Athenry, Irlanda 1870
Após perder grande parte da minha dignidade ao cair na frente do meu companheiro de viagem, peguei minha mala que havia parado ao pé de uma árvore e seguimos para o vilarejo. Ao chegar lá nos deparamos com pessoas rindo e bebendo pela rua, música ecoava por todos os cantos e muitas lamparinas se espalhavam pelo vilarejo iluminado-o, mas o que mais chamava atenção eram as famílias envolta de uma fogueira cantando e dançando. Olhei para Brendon e vi que ela está absorto nos próprios pensamentos, então com cuidado o tirei de seus devaneios e disse:
- Pelo visto chegamos em uma noite de festa. -
- Realmente, o que infelizmente dificultará muito nossos planos de descansar para seguir viagem amanhã. - bem, eu não tinha parado para pensar por esse lado.
- Ah, tem uma pousada logo ali a frente! - disse apontando para uma espécie de chalé quatro vezes maior que o normal. Ao adentrar a pousada fomos até a recepção e fomos atendidos por um feliz senhor alto de cabelos e barba ruiva:
- Bem vindos a pousada Athenry! Eu sou Hian Sean e vocês são Sr e Sra... - foi então que li uma placa ao fundo dizendo só hospedar casais.
- Nós somos Sr e Sra Brigid. Pode nos chamar de James e Maureen. - disse Brendon surpreendendo com sua agilidade. E de onde raios ele tirou "Maureen"?
- Isso mesmo, somos os Brigid estamos vindo de Limerick - eu disse sorrindo da forma mais gentil que pude mediante ao choque de perceber que eu e Brendon ficaríamos no mesmo quarto, porque aparentemente somos o Sr e Sra Brigid!
- Venham, vocês chagaram na hora certa, só temos mais um quarto! - e então o seguimos por um longo corredor até chegarmos a uma porta de madeira, o senhor Sean abriu a porta e nos deparamos com um quarto não muito grande porém com uma cama de casal no centro, uma cômoda embaixo da janela e por fim um biombo de madeira que guardava um lavabo com uma banheira já com a água quente (pedimos para que preparassem um banho enquanto resolvíamos todas as burocracias da estádia). - Caso precisem de alguma coisa é só chamar pela campainha, o jantar já foi servido, mas se desejarem poderemos preparar algo e trazer aqui.
- Eu e minha esposa aceitamos o jantar. - disse Brendon sorrindo e fingindo costume, esposa, como aquilo soava estranho e ao mesmo tempo parecia tão real.
- Bem, então agora os deixarei a vontade, em breve servirão o jantar. - e saiu fechando a porta atrás de si, o quarto pareceu tão silencioso, mas o silêncio foi quebrado por uma crise de riso que Brendon e eu tivemos assim que olhamos um para o outro.
- Sr e Sra Brigid, de onde tirou isso? - eu disse já sem fôlego.
- Não faço ideia, Sra Maureen Brigid! - e aquele sorriso travesso voltou, não tinha me dado conta do quanto aquele sorriso é poderoso, até agora, quando tirou-me ainda mais o fôlego e ao mesmo tempo deu-me a certeza de que tudo ficaria bem, 'tudo ficaria bem'.
- Bem, e agora?

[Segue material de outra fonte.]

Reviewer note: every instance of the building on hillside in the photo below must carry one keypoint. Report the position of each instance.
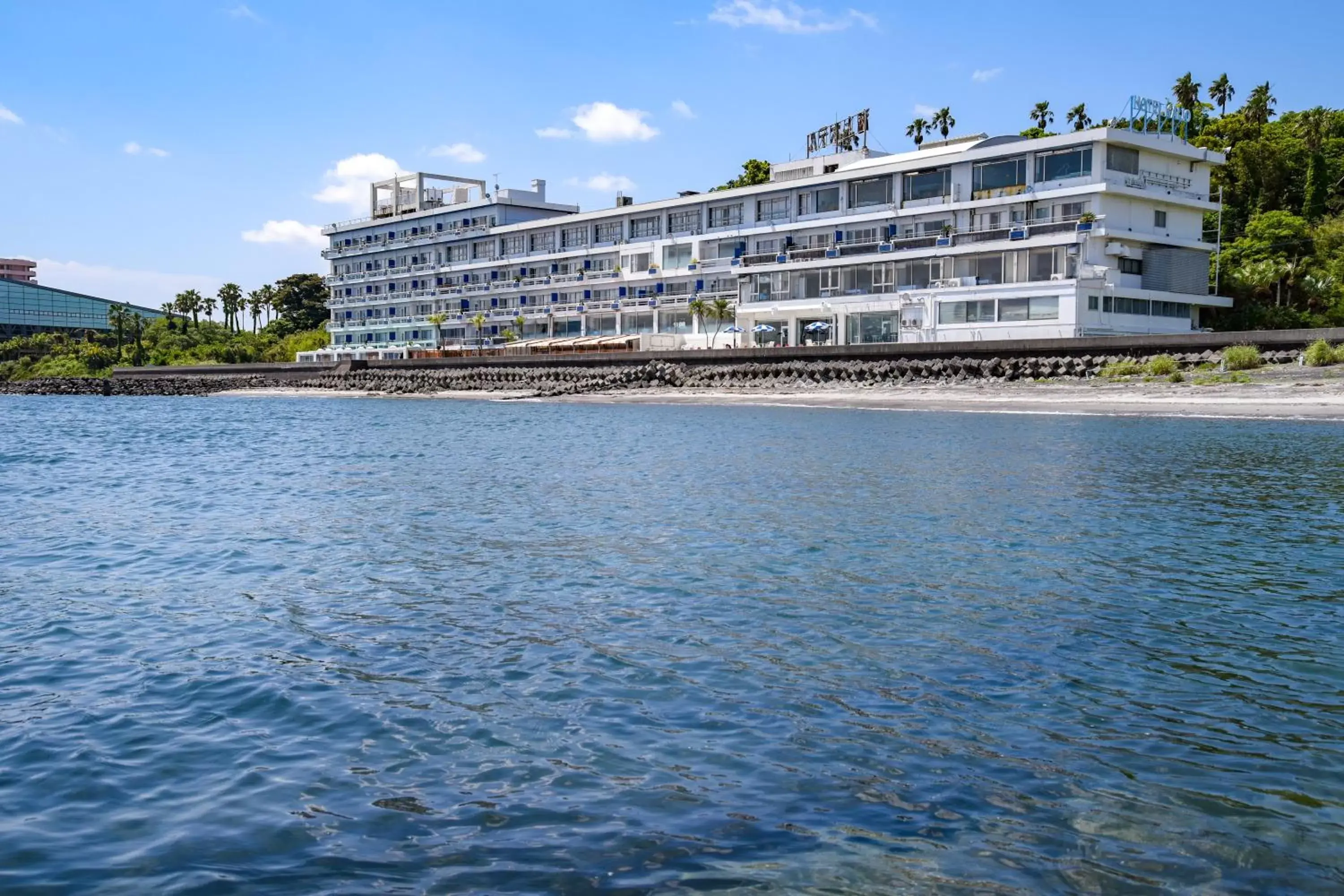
(19, 269)
(29, 308)
(1081, 234)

O que faremos? -
- Você vai tomar o seu banho e eu vou descer ver se acho alguma coisa interessante, volto para o jantar. Meu Deus, essa frase é tão "matrimonial", melhor ir antes que troquemos as alianças. - ele está com a mão na maçaneta para sair, quando me lembrei de algo terrivelmente constrangedor porém necessário, não conseguiria abrir o espartilho sozinha.
- Sr. Liadan... - então fui interrompida por ele, que disse:
- Bem, ao nível em que chegamos, pode me chamar de Brendon. - realmente, Sr e srta já não fazia mais sentido, eu estava prestes a pedir que ele abrisse meu espartilho!
- Claro, então por favor me chame de Annelise ou Ann ou Grace, ter muitos nomes trás muitas possibilidades. - disse rindo.
- Mas então Ann, o que ia dizer? - ah claro, é agora que eu peço para ele abrir o meu espartilho.
- Brendon... - ah meu Deus Annelise! Mas não precisei terminei a frase:
- Quer que eu a ajude com o vestido? - ele disse aquilo com uma tranquilidade assustadora, mas consegui sentir bem no fundo um toque de apreensão.
- Bem, sim... - senti minha bochechas queimarem.
- Havia me esquecido de como a mulheres ficam vermelhas com facilidade - ele disse rindo, porém de um jeito gentil e não hostil - fique tranquila, imagino que realmente seja difícil realizar esta tarefa sozinha, não há problema nenhum em pedir ajuda ao seu falso marido. - nisso ele já estava as minhas costas puxando com destreza as fitas.
- E se me permite, agora que já atingi o tom carmesim mesmo, aonde foi que aprendeu a manusear um espartilho com tanta destreza? - por um segundo seus dedos pararam o trabalho intensivo.
- As mulheres que trabalham nas tavernas não tendem a ser tão dadas ao pudor então sempre que precisam de ajuda para por ou tirar um espartilho por exemplo não hesitam em pedir ajuda. - suas voz era cautelosa, como quem escolhe bem as palavras que vai usar.
- São libertinas? Ou seja lá como as chamam? - a esta altura todas as formalidades já haviam sido descartadas.
- De certa forma, sim. São mulheres que veem mais vantagens em uma vida cheia de prazeres do que em uma vida aonde se tem respeito e recato. - as tais libertinas, prostitutas, mulheres da vida, etc, tendem a ser um assunto proibido entre as jovens damas solteiras que tem que pensar que a vida é como brincar de boneca e pentear os cabelos. - terminei, está livre! Sempre me perguntei, como conseguem usar estas armas de tortura?
- Não sei, acho que nunca tive a opção de não usar então me acostumei.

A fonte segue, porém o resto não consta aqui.